Nathan’s expression changed. Virgile could tell he was no longer playing the role of the belligerent child but was looking to his mother for an explanation.

“You’re going to listen to me,” Virgile insisted, “and play fair, or else you’re screwed.”

“Mom, who is this cretin? Who does he think he is?”

“Listen to him, for God’s sake,” she responded. Sheila was already crying.

“Sheila, Nathan and I need to sit down and have a talk. Can you make us some coffee? Nathan, I know you’re looking for celebrity, and in forty-eight hours, in my opinion, you’re going to be on the front page of the newspapers. At least the
Sud-Ouest
and
La Charente Libre
. But it won’t be the kind of notoriety you’re looking for.”

“What are you talking about?”

“Either you take me for a fool, or you don’t understand that you’ve been living on borrowed time. Let’s start at the beginning. I believe you were a friend, a great friend or, more likely, a boyfriend of Pierre Lavoisier.”

“That’s none of your business! My private life is—”

“Yes, I know. Your private life is your own business. But if you had feelings for Pierre, why weren’t you at his funeral?”

“I had an audition for a television commercial.”

“And your friendship wasn’t more important than a stupid commercial?”

“My work isn’t stupid.”

“To the contrary, I have high regard for what you do. I know how important it is and how busy you are. As a matter of fact, I was hoping you would tell me you were shooting a commercial in some distant country on the night that Pierre jumped—or fell—into the water, because that would remove the suspicion hanging over you.”

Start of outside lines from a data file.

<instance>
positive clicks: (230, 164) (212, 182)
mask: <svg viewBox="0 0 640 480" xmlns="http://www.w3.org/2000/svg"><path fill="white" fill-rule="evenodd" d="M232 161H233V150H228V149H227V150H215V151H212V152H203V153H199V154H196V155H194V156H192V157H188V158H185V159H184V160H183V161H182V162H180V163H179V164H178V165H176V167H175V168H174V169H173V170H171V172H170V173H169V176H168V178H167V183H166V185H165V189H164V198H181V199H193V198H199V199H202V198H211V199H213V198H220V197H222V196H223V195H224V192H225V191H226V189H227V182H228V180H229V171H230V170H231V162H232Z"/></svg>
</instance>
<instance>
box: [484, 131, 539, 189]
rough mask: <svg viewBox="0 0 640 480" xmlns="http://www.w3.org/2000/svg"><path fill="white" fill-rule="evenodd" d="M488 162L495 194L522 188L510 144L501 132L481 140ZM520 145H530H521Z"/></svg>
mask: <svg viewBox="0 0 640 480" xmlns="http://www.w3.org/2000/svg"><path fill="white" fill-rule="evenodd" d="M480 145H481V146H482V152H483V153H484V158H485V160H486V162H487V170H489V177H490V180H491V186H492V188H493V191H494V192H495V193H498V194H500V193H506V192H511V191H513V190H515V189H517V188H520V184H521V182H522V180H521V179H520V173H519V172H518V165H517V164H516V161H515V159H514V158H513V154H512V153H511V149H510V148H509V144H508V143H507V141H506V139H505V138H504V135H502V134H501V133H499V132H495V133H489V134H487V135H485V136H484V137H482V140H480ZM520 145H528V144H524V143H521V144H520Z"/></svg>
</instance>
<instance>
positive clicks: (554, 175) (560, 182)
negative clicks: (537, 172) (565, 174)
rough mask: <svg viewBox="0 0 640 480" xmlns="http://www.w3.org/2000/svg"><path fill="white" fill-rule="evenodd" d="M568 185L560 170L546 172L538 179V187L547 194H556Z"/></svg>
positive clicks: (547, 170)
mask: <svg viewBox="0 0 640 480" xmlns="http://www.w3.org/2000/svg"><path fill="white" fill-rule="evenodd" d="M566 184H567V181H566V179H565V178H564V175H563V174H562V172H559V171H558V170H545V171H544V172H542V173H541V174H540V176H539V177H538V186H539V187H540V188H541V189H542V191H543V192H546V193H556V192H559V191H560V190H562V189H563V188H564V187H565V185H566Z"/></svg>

“What suspicion? What are you implying? Sure, Pierre was a friend. More than that. He was the person I could always talk to about anything. And I could count on him.”

“He was something of a big brother, wasn’t he? A father, too.”

“Maybe, even though I didn’t really think of him that way.”

Nathan was now himself, Virgile thought: fragile, vulnerable, obviously sensitive. He refused the cup of coffee his mother handed him and fumbled as he tried to light a cigarette.

“Could I have a cognac, please, Mom? But first, tell him. Go ahead, tell him that Pierre was my friend. Shit, tell him!” He looked at Virgile. “You’re accusing me of what—killing him?”